Our concern is not so much to be present in Geneva as to find a solution in Syria. If we reach an agreement with Damascus and Damascus recognises the autonomous administration, matters such as Geneva will no longer be so important. At the moment, nobody talks about Geneva any more anyway. Whether or not it will come to that is uncertain. A new constitution is currently on the agenda. It is essential that we be involved in this process. We must be able to express our opinion. It cannot be that the leadership of a large part of the country has no say in the constitution of that country. Nor can it be that the constitution is written and that we agree to it later. Any text that is written without the autonomous administration is doomed to failure.
So you attach importance to constitutional guarantees?
A legal system must be established so that a new war does not break out tomorrow or the day after. That is why we say that an alliance is better than the prospect of us and the regime going to war soon. Furthermore, the political success of the autonomous administration can also provide a model for the other regions of Syria, consolidating the country's unity and integrity.
ENKS must clarify its position
As a result of an internal dialogue, the ENKS [Kurdish National Council in Syria / Encûmena Niştimanî ya Kurdî li Sûriyeyê] has opened offices in northern Syria. How do you assess this?
It is important for national unity that the forces in Kurdistan come together. But I think that focusing on some political parties to this end is not right. There is not only the ENKS in Rojava. There are many Kurdish parties and all of them have the responsibility to create unity during this period. A Kurdish unity includes the Kurds' demand for freedom. This requires a position against occupation, annexation and demographic change. The ENKS is still represented in the structures of the so-called opposition armed groups. It has still not clarified its stand in relation to Afrin, Girê Spî and Serekaniyê. They persistently refuse to announce their stance in this regard. Despite all this, the autonomous administration has shown a very flexible approach to the ENKS. The ENKS should not only open offices, but also position itself against occupation and annexation. So there is also something for the ENKS to do, but it does not handle it well. It behaves as if opening offices is a service to the people. But the people have quite different problems. I, for example, as a citizen, ask which attitude this organisation, which sees itself as opposition and wants to work politically, has towards Afrin, Girê Spî and Serêkaniyê.
Trial of ISIS members planned
In Syria and Iraq, it is evident that the ISIS is working on a revival. Movements are taking place and there are large numbers of imprisoned ISIS members in the prisons and camps in northeastern Syria. What should be done with them? Are they to be tried or extradited?

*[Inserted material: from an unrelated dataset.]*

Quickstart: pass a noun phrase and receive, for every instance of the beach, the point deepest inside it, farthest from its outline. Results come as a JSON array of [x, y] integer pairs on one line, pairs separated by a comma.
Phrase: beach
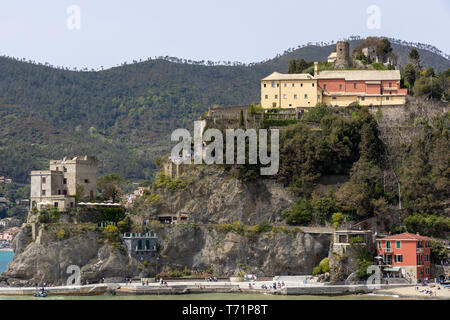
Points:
[[412, 292]]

The Syrian Democratic Forces and the Autonomous Administration have done the world a great service by defeating the ISIS. Through the efforts of the people and tens of thousands of martyrs and war-disabled fighters, the ISIS has been dealt a great blow. Now, however, a neglect is evident. We can see that the ISIS has thus begun a process of reorganization. We have appealed to all countries to take back their nationals. If that is not possible, we have called for the establishment of an international court. It seems that nobody wants to take this responsibility.
The autonomous administration maintains that ISIS supporters must be brought to justice. If there is no international court for this, the courts of the Autonomous Administration will have to deal with it. The start of this work is planned for the coming days.